Author: James B. Pritchard
This anthology brought together the most important historical, legal, mythological, liturgical, and secular texts of the ancient Near East, with the purpose of providing a rich contextual base for understanding the people, cultures, and literature of the Old Testament. A scholar of religious thought and biblical archaeology, James Pritchard recruited the foremost linguists, historians, and archaeologists to select and translate the texts.
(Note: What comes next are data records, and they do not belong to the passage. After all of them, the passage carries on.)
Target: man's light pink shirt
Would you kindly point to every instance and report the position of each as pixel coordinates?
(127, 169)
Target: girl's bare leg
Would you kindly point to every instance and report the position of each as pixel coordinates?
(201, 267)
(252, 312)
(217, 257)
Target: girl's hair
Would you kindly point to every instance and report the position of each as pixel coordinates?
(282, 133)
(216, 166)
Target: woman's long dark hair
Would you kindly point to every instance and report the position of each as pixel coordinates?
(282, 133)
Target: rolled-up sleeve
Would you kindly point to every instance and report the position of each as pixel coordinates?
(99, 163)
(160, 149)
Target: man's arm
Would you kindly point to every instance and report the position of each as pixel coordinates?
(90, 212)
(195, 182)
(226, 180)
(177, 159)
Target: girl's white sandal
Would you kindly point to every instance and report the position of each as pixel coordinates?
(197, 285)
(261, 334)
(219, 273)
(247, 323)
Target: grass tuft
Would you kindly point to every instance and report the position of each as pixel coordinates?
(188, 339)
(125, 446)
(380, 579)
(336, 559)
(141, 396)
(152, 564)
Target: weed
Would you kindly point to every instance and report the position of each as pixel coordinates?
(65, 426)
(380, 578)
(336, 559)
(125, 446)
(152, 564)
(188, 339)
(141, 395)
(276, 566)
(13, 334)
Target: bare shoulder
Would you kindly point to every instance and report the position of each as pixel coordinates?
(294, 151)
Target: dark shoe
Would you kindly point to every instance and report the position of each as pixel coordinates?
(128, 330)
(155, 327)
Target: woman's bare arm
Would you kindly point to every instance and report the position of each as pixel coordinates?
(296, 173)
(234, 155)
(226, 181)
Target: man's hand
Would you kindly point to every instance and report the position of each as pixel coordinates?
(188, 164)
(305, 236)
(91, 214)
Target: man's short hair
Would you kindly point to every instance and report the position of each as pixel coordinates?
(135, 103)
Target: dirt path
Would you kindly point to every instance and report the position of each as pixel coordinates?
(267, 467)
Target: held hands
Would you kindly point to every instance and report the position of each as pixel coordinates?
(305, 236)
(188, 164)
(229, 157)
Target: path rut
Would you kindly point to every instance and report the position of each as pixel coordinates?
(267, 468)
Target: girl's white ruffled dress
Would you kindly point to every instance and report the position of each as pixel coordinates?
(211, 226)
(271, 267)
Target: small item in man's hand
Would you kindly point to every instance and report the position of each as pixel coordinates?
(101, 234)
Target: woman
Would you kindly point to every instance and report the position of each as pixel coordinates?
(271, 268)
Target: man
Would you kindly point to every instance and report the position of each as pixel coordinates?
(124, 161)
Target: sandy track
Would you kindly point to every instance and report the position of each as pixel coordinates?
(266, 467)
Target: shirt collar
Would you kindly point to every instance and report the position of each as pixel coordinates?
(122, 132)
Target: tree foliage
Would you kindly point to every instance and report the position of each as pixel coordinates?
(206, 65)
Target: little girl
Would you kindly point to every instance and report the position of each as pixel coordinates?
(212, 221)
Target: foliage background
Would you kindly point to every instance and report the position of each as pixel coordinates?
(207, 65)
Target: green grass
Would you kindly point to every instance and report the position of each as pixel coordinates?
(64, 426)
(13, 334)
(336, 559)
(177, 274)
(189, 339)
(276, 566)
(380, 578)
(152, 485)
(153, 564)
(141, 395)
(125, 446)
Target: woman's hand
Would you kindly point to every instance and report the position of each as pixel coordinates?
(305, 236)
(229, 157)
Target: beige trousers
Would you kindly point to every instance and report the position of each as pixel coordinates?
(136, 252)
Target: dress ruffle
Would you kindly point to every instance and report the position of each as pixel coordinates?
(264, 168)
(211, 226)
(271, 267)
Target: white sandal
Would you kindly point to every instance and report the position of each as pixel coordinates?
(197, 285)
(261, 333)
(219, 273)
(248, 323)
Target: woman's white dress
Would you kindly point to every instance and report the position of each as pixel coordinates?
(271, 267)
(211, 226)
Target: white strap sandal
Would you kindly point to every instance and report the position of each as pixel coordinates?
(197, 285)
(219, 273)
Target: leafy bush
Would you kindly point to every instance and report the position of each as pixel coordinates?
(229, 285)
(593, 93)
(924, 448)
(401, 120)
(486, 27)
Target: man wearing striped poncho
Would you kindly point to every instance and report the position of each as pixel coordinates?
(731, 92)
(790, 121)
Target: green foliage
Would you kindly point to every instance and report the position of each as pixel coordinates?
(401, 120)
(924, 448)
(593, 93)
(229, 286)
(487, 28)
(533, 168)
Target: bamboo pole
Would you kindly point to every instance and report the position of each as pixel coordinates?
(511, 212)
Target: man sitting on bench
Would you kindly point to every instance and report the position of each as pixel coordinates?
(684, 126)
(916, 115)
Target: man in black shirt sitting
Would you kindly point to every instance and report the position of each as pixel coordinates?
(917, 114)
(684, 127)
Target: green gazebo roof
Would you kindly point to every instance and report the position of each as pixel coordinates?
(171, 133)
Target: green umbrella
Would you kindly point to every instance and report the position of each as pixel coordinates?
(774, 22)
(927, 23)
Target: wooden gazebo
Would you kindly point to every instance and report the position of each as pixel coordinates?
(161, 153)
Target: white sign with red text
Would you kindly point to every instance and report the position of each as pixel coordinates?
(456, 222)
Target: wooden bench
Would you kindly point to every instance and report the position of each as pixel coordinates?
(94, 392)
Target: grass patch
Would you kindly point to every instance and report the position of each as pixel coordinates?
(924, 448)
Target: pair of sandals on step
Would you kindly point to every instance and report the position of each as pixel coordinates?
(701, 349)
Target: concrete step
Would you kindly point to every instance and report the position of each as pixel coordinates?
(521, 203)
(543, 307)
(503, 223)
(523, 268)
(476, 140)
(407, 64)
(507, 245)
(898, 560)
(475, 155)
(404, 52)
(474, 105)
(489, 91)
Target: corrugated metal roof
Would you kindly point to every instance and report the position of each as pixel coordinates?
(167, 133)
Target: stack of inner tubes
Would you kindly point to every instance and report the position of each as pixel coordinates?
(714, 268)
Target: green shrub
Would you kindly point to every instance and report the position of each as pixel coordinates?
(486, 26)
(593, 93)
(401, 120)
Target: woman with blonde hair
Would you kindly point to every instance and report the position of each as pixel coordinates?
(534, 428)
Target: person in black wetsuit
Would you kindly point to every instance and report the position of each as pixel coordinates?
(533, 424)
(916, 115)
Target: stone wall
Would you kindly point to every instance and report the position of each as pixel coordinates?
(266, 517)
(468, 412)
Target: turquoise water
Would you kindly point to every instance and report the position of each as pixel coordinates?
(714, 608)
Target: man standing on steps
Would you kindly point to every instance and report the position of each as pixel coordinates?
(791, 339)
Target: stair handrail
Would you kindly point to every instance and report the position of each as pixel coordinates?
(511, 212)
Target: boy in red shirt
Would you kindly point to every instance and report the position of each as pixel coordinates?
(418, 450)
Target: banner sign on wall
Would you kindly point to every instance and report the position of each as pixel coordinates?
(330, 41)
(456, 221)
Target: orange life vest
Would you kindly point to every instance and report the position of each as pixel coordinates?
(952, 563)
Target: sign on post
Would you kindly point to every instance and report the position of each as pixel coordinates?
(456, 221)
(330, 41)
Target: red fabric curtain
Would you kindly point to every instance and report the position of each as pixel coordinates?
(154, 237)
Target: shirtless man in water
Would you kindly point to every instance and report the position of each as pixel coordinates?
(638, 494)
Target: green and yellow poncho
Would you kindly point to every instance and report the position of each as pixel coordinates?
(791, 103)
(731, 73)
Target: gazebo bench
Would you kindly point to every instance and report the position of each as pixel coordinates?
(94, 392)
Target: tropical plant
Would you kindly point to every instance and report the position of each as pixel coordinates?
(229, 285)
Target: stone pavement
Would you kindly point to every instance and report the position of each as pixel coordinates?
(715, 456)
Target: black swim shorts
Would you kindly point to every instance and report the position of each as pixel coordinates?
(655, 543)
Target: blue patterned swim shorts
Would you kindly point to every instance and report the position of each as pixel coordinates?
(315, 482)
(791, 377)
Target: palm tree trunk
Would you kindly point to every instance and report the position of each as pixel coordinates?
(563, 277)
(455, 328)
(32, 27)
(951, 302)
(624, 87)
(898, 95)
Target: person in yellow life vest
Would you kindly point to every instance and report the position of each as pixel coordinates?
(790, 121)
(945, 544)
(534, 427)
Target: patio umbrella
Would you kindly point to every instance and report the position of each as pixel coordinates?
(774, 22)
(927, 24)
The goal, in his words, was a better understanding of the likenesses and differences which existed between Israel and the surrounding cultures. Before the publication of these volumes, students of the Old Testament found themselves having to search out scattered books and journals in various languages. This anthology brought these invaluable documents together, in one place and in one language, thereby expanding the meaning and significance of the Bible for generations of students and readers. As one reviewer put it, This great volume is one of the most notable to have appeared in the field of Old Testament scholarship this century. Princeton published a follow-up companion volume, The Ancient Near East in Pictures Relating to the Old Testament (1954), and later a one-volume abridgment of the two, The Ancient Near East: An Anthology of Texts and Pictures (1958). The continued popularity of this work in its various forms demonstrates that anthologies have a very important role to play in education--and in the mission of a university press.